Use the second shifting theorem to find the Laplace transform

[Rubik]

Homework Statement

Use the second shifting theorem to find the Laplace transform of

f(t) = {t², t<4
{t, t$\geq$4

Homework Equations

L{f(t - a)u(t - a)} = e^-as F(s)

The Attempt at a Solution

Okay so I applied the unit step function to get the equation into the form
f(t) = t² - t²(u)(t - 4) + t(u)(t - 4)
= t²(1 -u(t - 4) + t(u)(t - 4))

However now I get lost as I know it needs to be in the form f(t - a)u(t - a) and I see that the second part of equation is but the first part is confusing me I think maybe I am suppose to complete the square though I just can't see how?

 

[MisterX]

You've missplaced a parenthesis.
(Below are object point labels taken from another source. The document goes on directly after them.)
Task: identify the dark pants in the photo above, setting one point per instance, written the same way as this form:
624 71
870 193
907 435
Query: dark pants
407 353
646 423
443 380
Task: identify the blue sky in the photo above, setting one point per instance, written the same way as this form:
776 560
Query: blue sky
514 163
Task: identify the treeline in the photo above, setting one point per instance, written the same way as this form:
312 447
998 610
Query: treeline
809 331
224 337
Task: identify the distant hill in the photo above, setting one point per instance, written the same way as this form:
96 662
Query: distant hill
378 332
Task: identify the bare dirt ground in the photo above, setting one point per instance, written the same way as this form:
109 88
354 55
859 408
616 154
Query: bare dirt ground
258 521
There should be no t^3 power in your expression for f(t).

Anyway, you don't need to complete the square; that would not be appropriate. Think about what g(t₁) needs to be so that g(t-a) = t².

 

[Rubik]

Sorry but I am still not sure what to do with the t² but with my second term, t²(u)(t - 4) is right to do this..

L{t²(u)(t - 4)
= t² 8t +16 - 8t - 16
= (t - 4)² + 8t - 16)(u)(t - 4)
= ((t - 4)² _ 8(t - 4) + 16)(u)(t - 4)
= (2/s³ + 8/s² and here I am not sure what 16 becomes?)e^-4s

 

[LCKurtz]

It is a no-no to post the same question into two different places in these forums. I have just answered a similar question in your other thread:

https://www.physicsforums.com/showthread.php?t=523836

 

[Rubik]

Sorry I posted this before than saw you reply in my other thread so replied with the example I was working with.. should I have linked you to this thread instead is that still okay?